I write this in recovery from a meltdown.

I spent long hours last week doing work that was emotional, important, and very tiring. I am autistic, and my nervous system had had enough by the end of week. On Saturday, my body shut me down. It put me in bed until I was ready to go again.

I am learning to listen to my body, for it is wise, or at least because it is me and there is no point fighting against myself. I am also annoyed with my body, with myself, because the meltdown hurt – it hurt a lot – and I wanted to do other things with this time I won’t get back. All these things are true.

I have worked in cathedrals, in parish churches, and now in a college training clergy and lay ministers for the South and East of England. In each of these jobs, people have come up to me with what they thought were words of encouragement. These words are meant with love, but reveal the ableism that is chronic in society and the church. My favourite for this job: “It’s so good that they found a job for you where you won’t have to deal with people.”

This last one I find particularly funny, as I now spend my time not only dealing with other people, but teaching them how to deal with other people too! An autistic priest teaching other people how to do pastoral care, how to be a pastor to people who need a listening ear and an open heart to heal them.

I have a reputation as a preacher, and I teach people to preach and to lead worship, to soar in the Word and lift people up with their words. But if I preach too long, I find I cannot speak. Like Zechariah, whose mouth was closed when he named his son John, perhaps one day the most important speech of my life will be done with a pen, on a day when my lips are closed.

For years I struggled, not realising who I was. People simply thought I was a high achiever who struggled to be what the church calls “resilient” when I crashed. Or who was “over-invested” or “self-centred” when I struggled to navigate injustice and decisions by authority figures I did not understand.
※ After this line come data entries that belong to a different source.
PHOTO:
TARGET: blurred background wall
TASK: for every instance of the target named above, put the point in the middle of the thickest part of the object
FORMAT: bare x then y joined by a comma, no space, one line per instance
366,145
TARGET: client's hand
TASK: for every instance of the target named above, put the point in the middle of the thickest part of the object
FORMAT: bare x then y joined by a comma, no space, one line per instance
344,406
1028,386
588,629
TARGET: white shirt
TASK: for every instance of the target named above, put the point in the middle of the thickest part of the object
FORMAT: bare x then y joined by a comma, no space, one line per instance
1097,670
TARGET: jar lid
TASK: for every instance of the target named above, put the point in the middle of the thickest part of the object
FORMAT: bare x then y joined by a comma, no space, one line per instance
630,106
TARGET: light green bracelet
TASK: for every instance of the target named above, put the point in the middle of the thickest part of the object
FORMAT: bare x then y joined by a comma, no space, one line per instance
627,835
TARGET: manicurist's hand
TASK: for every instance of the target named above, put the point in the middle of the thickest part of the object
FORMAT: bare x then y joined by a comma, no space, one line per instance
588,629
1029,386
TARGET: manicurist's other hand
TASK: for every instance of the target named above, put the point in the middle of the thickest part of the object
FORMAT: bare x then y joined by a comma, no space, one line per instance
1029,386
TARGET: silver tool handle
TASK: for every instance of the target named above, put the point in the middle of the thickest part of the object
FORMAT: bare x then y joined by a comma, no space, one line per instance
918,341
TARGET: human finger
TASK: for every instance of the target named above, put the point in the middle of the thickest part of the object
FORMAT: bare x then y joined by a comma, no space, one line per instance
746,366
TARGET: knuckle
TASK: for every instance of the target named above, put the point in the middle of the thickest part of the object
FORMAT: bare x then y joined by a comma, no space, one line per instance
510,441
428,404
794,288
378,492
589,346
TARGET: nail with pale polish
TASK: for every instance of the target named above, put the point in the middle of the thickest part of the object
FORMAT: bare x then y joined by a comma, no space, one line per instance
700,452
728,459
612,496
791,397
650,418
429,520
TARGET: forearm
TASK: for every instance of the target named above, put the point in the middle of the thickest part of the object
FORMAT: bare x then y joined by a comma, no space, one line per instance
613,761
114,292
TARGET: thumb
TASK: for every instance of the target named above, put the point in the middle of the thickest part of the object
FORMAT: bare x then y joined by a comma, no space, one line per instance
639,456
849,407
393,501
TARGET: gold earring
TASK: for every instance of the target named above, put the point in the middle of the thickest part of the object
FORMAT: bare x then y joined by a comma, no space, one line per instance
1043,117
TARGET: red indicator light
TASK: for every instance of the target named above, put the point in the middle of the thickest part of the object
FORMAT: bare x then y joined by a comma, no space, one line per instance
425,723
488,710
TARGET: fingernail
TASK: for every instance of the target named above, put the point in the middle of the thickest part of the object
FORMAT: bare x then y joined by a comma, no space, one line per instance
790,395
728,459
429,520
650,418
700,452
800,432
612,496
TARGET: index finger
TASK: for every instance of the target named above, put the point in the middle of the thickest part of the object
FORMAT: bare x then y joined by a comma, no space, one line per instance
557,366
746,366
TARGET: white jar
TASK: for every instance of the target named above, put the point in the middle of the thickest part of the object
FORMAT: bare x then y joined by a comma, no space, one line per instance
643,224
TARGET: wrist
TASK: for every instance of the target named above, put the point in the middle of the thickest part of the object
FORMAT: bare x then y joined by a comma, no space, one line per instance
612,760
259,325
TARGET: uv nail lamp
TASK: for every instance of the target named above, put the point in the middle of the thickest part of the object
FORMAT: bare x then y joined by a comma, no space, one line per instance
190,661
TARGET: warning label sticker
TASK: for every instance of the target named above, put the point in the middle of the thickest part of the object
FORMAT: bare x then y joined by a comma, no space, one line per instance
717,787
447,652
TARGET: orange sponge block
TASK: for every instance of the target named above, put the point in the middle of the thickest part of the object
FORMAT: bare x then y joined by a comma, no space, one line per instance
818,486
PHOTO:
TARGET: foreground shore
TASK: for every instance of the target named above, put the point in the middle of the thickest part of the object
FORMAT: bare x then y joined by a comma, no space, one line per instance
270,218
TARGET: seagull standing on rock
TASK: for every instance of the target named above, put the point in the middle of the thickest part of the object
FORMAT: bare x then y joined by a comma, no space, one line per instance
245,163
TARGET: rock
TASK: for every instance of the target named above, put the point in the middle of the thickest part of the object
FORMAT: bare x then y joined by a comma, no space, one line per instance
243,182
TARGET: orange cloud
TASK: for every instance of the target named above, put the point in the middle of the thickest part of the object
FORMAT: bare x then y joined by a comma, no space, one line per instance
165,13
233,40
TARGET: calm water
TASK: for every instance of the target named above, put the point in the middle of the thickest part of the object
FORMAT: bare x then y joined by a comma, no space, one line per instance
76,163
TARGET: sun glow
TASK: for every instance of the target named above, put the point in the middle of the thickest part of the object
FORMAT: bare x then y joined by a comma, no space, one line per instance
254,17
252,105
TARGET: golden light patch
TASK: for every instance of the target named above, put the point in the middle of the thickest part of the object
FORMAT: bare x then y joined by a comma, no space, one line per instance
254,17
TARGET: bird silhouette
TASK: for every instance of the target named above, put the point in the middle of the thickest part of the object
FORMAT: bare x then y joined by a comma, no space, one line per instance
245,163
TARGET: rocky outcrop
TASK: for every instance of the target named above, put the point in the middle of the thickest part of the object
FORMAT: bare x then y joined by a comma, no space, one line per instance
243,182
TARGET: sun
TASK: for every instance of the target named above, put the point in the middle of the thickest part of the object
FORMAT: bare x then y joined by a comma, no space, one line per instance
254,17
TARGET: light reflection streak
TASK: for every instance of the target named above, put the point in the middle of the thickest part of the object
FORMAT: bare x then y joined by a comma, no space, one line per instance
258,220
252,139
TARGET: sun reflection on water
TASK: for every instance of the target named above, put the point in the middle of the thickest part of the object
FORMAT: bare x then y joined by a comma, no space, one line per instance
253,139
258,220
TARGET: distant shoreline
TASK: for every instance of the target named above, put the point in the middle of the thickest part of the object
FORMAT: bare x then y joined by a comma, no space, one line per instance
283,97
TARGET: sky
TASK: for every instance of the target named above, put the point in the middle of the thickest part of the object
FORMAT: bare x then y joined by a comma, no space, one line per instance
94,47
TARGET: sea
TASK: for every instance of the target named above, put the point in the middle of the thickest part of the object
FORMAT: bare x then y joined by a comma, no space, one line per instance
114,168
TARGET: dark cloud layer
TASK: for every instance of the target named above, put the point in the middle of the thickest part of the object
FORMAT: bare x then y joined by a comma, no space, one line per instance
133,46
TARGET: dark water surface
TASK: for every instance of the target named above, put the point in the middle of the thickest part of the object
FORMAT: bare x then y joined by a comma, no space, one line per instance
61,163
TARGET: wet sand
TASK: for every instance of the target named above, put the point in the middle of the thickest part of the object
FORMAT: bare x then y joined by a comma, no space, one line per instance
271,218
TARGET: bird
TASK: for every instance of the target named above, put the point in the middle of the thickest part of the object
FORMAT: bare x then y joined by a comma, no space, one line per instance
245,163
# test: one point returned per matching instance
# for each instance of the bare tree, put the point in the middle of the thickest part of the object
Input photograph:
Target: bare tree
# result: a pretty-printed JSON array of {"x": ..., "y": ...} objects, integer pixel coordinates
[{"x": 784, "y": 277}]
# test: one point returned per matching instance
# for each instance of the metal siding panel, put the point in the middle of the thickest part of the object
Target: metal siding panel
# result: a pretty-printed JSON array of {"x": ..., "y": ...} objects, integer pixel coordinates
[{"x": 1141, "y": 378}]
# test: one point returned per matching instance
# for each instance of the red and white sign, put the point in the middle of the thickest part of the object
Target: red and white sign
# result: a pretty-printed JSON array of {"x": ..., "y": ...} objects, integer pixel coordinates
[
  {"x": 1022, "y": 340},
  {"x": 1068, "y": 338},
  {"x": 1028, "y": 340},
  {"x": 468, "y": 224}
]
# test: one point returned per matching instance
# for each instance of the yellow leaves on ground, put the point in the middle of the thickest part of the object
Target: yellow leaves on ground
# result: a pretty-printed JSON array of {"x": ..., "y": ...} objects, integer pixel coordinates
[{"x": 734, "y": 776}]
The discovery that I am autistic came almost as a second conversion. I discovered who I am for a second time, discovered where flourishing and fullness of life might lie. And I was called once more to a witness against the world for life and hope and peace for all.

This is a maximalist way to describe my being autistic, as vocation and witness. I know that not all people who are disabled experience their disability in this way. But I do. It remains true that when you meet one autistic person, you have met one autistic person. Every disability, every person is different.

For years I had tried to be productive, to be efficient, to be maximally profitable in a way that would make me employable and get me the things I want in life. But I have come to learn that my body will not allow me to subject myself utterly to efficiency, to profit and productivity. My body protests if I try to meet the world’s demands.

Sometimes I can. And sometimes I cannot. My world is, in this sense, unstable, uncertain. My world is not something I can completely control, as many weighted blankets and soothing bags of crisps I deploy. My world is not something over which I can ever be god. And that is a good thing. That we are not gods in the world or the church is a gospel the church and the world desperately need to hear.

Sometimes I am able. And sometimes I am not. But always I am autistic, and always aware that one bright light or loud noise is all it takes to push me into not-able. This is the nature of my disability.

That I am disabled is not good or bad. It simply is. It simply is me, as God calls me to live. And I have confidence in God’s good promise that I and those like me are good, at least, as much as anyone else is good.

Many in the world believe I am sad, or that it would be better had I never been born. But they do not know my joy, when I am allowed to know joy. I am a person whose life is effulgent with joy, and hope, and also peace. Often those things don’t look the way they do in other people’s lives. Or I don’t communicate them in the same way. But they are most certainly in me.

I write this in recovery from meltdown. And so my sentences are shorter. My words are simpler. My sermons quieter. But still I burn with the hope that is in me. And I hope that hope is infectious.